Finance transformations are won or lost on the institution’s ability to master and control the oceans of data – more pointedly, a common information model. Standing in the way of that model are antiquated systems that require human intervention and rely on spreadsheets, what Rob Ried, principal, Deloitte Consulting LLP, calls ‘swivel chair integration.’ “We strive to get our clients to a place where technology does the work, so data flows from one system to another with zero manual intervention.”
Having a common information model that can scale will allow companies to design for future growth. Says Mike Hamby, managing director, Deloitte Consulting LLP, “Being able to adapt to the future is critical to drive value into the organization and drive costs down through operations.”
“Finance organizations have started leveraging the latest modern ERP solutions to design and transform holistically with process, data and infrastructure being the driving factors,” says Raj Shivangari, senior manager, Deloitte Consulting LLP. “Innovation is regularly being delivered and finance continues to support the changing needs of the business.”
Mike Hamby agrees, offering a key improvement is found in automating routine processes, which allows finance to become a true partner to the business. “That’s where you can get a more analytical organization and finance can focus on forward-looking analytics and helping drive decisions for the organization.”
For Dan Miller, managing director, Deloitte Consulting LLP, an exciting element of a modern ERP for banking is the analytics power it brings to the organization. “Having access to granular data detail all in one place reduces reconciliation efforts, and streamlines finance function with a whole set of analytics tools that can be embedded into business processes.”
CFOs looking for efficiency will drive towards integrating regulatory reporting into their management reporting. This, says Hamby, allows two things to happen. First, it means banks are proactively managing issues regulators are looking for, and second, they are doing so by utilizing a standard methodology. “They are looking at the business from a management view that also considers the regulatory view. Having that mindset gives banks the ability to optimize reporting not only through tools, but also making sure that they are tying back to the common information model.”

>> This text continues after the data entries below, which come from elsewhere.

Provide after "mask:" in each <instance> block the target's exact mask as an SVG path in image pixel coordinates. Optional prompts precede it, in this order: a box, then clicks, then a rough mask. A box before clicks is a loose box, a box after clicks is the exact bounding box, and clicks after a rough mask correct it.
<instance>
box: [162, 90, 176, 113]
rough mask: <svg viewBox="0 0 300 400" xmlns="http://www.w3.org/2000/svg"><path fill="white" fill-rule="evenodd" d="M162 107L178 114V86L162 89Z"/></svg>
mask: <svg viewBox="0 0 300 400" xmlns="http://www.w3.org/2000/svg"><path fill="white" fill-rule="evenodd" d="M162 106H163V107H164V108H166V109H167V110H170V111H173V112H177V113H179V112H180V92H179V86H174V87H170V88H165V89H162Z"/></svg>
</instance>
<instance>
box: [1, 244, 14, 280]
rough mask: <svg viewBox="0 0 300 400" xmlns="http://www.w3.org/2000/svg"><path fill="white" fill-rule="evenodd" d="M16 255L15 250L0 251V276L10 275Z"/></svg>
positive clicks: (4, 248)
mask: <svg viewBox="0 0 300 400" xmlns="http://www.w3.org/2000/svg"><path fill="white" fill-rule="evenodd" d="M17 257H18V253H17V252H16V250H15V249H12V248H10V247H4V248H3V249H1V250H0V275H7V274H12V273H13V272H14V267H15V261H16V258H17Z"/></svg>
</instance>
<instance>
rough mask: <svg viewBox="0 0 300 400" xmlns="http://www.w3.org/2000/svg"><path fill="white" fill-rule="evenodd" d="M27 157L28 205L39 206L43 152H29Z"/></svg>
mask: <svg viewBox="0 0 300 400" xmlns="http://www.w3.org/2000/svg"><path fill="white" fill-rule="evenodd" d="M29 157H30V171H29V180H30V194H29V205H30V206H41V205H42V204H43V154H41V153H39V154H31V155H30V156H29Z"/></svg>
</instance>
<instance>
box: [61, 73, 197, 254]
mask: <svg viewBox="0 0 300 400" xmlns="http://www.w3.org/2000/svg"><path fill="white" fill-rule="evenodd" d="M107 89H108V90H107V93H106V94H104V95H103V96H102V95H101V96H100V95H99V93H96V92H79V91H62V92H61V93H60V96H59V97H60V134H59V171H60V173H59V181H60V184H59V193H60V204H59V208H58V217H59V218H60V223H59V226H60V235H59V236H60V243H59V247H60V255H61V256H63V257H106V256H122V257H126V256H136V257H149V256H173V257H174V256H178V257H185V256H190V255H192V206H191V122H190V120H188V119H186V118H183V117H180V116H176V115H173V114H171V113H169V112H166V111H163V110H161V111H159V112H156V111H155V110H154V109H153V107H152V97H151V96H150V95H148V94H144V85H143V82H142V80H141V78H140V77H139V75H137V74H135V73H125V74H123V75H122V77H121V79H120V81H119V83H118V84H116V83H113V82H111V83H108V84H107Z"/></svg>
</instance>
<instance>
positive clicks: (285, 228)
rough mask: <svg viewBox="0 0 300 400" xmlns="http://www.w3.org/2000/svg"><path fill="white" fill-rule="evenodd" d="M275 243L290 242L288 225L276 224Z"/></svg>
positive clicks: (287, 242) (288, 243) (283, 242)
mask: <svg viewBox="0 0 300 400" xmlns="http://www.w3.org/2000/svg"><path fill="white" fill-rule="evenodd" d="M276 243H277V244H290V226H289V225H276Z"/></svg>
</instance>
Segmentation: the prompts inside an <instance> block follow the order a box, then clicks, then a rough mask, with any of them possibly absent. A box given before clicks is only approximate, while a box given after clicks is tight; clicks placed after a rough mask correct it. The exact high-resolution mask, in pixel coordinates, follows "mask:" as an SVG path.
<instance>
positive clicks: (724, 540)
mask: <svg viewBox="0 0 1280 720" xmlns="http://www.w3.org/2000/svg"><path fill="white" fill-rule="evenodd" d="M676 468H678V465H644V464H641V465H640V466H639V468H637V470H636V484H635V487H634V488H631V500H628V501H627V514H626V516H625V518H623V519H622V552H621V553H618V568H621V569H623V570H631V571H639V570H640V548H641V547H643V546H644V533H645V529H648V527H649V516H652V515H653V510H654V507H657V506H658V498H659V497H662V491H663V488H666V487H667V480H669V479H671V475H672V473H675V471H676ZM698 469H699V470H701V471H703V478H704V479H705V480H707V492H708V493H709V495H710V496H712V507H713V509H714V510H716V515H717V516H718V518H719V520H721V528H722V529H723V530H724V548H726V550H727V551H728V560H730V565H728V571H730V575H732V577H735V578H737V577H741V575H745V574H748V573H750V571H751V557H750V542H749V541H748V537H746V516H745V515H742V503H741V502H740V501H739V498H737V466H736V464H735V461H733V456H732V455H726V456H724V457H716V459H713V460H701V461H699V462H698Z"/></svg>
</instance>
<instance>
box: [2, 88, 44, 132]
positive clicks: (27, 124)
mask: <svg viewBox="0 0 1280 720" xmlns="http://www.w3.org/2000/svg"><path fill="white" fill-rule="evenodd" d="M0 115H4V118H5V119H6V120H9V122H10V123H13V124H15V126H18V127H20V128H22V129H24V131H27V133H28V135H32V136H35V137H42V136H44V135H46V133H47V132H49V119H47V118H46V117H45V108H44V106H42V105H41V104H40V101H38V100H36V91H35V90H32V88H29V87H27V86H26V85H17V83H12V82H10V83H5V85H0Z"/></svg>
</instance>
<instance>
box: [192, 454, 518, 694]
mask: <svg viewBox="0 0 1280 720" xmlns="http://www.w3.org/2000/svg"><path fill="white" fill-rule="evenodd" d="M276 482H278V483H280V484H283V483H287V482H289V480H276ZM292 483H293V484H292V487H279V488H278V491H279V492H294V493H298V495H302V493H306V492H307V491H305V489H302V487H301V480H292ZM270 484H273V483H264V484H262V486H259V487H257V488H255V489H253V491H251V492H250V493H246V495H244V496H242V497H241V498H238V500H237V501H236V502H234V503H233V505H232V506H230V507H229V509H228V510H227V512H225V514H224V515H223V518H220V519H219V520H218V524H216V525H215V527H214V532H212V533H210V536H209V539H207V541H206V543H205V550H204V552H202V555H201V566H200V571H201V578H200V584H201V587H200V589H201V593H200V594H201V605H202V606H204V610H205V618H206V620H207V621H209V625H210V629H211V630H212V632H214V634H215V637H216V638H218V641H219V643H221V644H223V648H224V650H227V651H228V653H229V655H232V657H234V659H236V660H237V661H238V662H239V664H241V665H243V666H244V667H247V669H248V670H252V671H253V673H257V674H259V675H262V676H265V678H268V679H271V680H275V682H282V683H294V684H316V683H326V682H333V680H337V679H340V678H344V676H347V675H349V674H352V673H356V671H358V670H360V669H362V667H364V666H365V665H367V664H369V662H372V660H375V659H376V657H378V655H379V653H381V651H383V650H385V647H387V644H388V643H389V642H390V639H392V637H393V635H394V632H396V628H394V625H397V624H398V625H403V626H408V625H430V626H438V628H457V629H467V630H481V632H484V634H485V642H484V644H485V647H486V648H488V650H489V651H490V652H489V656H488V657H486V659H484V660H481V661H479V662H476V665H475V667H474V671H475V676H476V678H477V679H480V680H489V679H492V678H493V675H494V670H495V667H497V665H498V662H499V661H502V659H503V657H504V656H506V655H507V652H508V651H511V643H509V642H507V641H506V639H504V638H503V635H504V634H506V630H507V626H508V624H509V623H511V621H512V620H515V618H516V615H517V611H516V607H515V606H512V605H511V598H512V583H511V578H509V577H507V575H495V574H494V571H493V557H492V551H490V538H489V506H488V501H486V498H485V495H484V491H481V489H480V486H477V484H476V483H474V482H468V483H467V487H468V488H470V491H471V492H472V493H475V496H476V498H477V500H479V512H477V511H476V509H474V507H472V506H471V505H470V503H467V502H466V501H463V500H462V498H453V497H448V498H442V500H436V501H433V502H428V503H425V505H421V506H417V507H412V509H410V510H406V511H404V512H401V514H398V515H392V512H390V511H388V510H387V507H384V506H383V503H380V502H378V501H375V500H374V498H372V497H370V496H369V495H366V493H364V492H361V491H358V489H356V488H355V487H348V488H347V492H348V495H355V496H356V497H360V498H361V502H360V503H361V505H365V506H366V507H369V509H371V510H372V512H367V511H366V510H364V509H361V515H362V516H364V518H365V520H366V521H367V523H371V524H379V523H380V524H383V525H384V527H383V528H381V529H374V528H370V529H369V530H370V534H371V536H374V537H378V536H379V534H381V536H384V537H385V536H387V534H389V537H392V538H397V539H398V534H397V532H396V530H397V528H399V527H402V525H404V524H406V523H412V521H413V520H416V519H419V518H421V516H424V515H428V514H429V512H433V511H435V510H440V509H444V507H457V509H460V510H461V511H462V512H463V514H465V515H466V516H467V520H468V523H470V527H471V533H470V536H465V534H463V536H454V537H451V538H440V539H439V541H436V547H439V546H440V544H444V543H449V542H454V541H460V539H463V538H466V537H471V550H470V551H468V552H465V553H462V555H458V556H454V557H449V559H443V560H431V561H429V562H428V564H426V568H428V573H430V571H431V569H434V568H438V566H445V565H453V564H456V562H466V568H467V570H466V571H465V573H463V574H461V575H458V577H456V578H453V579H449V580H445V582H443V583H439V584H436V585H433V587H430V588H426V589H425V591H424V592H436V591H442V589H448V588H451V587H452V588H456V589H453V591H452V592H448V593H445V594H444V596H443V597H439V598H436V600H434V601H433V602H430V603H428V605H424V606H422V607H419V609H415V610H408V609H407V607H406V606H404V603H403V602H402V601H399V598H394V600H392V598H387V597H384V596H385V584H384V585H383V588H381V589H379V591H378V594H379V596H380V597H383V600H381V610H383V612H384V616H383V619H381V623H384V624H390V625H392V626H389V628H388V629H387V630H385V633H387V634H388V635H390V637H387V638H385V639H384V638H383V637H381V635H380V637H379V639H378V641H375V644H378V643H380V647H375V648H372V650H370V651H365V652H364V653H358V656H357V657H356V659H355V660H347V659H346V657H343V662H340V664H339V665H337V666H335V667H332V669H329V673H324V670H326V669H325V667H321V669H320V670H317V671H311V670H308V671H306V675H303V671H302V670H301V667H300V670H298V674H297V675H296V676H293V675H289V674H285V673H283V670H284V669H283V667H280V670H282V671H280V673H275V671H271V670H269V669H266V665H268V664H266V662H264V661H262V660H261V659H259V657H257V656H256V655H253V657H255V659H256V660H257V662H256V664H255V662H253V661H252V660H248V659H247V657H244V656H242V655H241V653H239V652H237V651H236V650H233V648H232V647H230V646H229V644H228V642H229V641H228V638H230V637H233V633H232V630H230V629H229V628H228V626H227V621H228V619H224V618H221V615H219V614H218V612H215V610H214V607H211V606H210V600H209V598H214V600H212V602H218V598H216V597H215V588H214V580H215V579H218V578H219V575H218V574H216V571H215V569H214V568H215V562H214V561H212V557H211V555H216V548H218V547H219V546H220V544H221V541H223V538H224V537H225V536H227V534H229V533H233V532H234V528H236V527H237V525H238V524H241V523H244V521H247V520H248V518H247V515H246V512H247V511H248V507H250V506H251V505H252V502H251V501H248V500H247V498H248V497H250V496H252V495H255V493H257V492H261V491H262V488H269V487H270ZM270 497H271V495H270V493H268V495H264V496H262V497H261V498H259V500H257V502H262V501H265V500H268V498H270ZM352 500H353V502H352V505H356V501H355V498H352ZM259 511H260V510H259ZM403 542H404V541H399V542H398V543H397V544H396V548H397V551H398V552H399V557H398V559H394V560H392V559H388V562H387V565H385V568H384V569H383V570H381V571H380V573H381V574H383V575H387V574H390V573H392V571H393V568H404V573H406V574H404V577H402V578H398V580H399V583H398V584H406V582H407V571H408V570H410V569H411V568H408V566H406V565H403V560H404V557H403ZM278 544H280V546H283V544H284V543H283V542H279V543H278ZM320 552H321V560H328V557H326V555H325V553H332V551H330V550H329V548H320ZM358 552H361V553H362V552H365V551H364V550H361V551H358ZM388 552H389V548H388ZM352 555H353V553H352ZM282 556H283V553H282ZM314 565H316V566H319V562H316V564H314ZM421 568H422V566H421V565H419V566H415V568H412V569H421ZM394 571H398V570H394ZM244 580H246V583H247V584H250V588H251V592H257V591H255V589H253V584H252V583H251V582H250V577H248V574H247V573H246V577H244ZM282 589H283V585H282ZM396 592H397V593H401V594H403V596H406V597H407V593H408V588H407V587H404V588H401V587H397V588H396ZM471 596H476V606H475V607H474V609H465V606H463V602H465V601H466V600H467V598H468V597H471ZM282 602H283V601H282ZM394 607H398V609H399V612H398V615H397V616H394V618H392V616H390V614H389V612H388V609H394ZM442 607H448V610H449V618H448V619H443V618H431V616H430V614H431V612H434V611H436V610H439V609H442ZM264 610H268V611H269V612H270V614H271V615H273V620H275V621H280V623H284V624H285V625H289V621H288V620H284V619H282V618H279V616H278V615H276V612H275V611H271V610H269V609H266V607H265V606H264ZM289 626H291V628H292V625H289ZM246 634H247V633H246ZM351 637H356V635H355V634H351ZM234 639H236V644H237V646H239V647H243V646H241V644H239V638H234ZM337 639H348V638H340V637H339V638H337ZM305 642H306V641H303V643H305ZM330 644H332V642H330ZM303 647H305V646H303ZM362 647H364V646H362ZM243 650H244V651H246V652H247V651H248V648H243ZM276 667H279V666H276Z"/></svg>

Shivangari still sees finance institutions struggling to trust the modern ERP technology when it comes to data integrity, defaulting to spreadsheet macros – and ultimately human intervention – to manage the data. “They’re not adapting to the latest technologies that are available to analyze the data for them, and provide inputs to what they need.” He recommends that organization embrace the latest technology since regulatory requirements feature prominently in the modern ERP.
While banks are getting their houses in order with technology, cloud technology and platform-as-a-service models are enabling the institutions to embed their processes into their customers’. Miller offers trade finance as an example, and the mostly manual process of approving finance requests. “A PAAS platform allows organizations to then connect and share through secure APIs. It’s a real opportunity to expand the ecosystem.”
In Ried’s experience, industries of all kinds are looking for more strategic banking partners and reduce their banking costs. Cloud technology and PAAS are great opportunities to embed micro services across the customer ecosystem. They are also opportunities, says Shivangari, to help clients who want to be responsible with their data, and secure it within their walls cost effectively. “This gives peace of mind when interacting with third-party businesses or customers. It’s a great platform for any organization to enable this innovative technology and not build technical debt.”